ALENA Is My Sunshine

ALENA Is My Sunshine
Maafkan Aku Alena



Hari sudah malam saat Alena baru keluar dari butik nya, sore ini Reymond tidak menjemput nya karena dia keluar kota sore tadi setelah dari butik menemui Alena. Jadi Alena kembali pulang bersama Jack saat ini.


Alena duduk didalam mobil dengan tubuh yang bersandar dikursi nya. Padahal pekerjaan tidak begitu banyak, namun dia merasa begitu lelah dan sangat mengantuk. Mungkin karena kurang tidur semalam. Alena menguap beberapa kali karena kantuk yang begitu mendera. Dia langsung memejamkan mata nya, dan benar saja, tidak lama kemudian dia sudah terbuai dalam tidur nya.


Jack membiarkan saja nona nya itu tertidur, karena Jack tahu jika gadis itu lelah lahir dan batin hari ini. Dia mengemudikan mobil dengan kecepatan sedang dan begitu hati hati. Namun lagi lagi, seseorang dengan motor sport nya langsung menghentikan laju mobil Jack. Jack terlihat mengerjap beberapa kali saat melihat orang itu yang tidak lain adalah Kenzo.


Jack menoleh kearah Alena yang terlihat begitu nyenyak dan damai, dia jadi tidak tega untuk membangunkannya. Akhir nya Jack memilih untuk turun dari mobil dan menemui Kenzo yang masih duduk diatas motor.


"Kemana dia?" tanya Kenzo


"Nona tertidur king, saya tidak berani membangunkannya" jawab Jack dengan pandangan yang tertunduk hormat


Kenzo langsung membuka helm dan langsung melemparkan nya pada Jack yang dengan sigap menangkap nya.


Tanpa berkata apapun, Kenzo langsung berjalan kearah mobil dan masuk dibalik kemudi meninggalkan Jack yang terdiam bingung dengan helm ditangan nya.


Kenzo tersenyum menatap Alena yang tampak begitu tenang dalam tidur nya.
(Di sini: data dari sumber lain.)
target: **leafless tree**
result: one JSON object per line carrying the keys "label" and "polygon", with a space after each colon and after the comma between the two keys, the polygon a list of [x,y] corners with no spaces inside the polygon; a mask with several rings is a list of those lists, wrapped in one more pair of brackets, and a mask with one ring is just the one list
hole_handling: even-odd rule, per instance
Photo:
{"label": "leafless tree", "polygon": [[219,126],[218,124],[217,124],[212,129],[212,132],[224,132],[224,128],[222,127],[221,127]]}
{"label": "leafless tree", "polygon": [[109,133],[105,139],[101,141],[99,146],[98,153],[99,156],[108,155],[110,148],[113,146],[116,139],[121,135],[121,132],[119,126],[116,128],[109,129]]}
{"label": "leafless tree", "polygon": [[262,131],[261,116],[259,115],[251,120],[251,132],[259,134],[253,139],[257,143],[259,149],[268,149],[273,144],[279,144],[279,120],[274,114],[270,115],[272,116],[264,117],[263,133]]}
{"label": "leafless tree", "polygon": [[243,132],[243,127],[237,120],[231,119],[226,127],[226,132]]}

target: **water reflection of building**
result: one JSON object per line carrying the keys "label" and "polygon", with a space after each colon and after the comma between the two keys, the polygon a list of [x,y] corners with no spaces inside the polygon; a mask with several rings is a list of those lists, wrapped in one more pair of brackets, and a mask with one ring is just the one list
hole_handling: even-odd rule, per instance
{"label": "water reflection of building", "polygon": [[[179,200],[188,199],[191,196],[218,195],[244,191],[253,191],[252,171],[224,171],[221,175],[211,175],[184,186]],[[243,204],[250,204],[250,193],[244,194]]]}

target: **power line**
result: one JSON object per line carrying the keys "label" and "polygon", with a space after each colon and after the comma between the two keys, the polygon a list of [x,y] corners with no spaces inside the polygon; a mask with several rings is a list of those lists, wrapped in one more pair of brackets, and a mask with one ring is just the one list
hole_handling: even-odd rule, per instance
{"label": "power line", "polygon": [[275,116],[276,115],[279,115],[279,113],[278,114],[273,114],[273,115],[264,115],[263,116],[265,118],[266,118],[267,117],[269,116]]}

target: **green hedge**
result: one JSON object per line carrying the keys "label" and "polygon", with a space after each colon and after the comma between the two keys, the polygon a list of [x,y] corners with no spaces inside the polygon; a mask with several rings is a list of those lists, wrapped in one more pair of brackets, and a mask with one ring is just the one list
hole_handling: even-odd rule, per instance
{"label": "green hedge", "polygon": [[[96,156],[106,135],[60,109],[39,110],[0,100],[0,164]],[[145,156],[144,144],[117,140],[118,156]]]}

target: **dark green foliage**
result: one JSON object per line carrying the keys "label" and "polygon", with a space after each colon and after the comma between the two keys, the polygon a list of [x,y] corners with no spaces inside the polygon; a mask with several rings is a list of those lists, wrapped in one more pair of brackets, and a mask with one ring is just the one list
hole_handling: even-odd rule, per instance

Dia langsung melajukan mobil itu kesuatu tempat dan tetap membiarkan Alena tertidur dengan nyaman.


....


Alena tampak menggerakkan tubuh nya dengan enggan, mata nya memicing dan mulai terbuka perlahan. Dia merenggangkan sedikit tangan nya yang kaku karena tidur dengan posisi yang kurang nyaman


"Kita sudah sampai Jack, kenapa tidak membangunkan aku" gumam Alena dengan suara serak nya. Namun dia tampak mengernyit bingung saat melihat Jack yang sudah tidak ada dibalik kemudi.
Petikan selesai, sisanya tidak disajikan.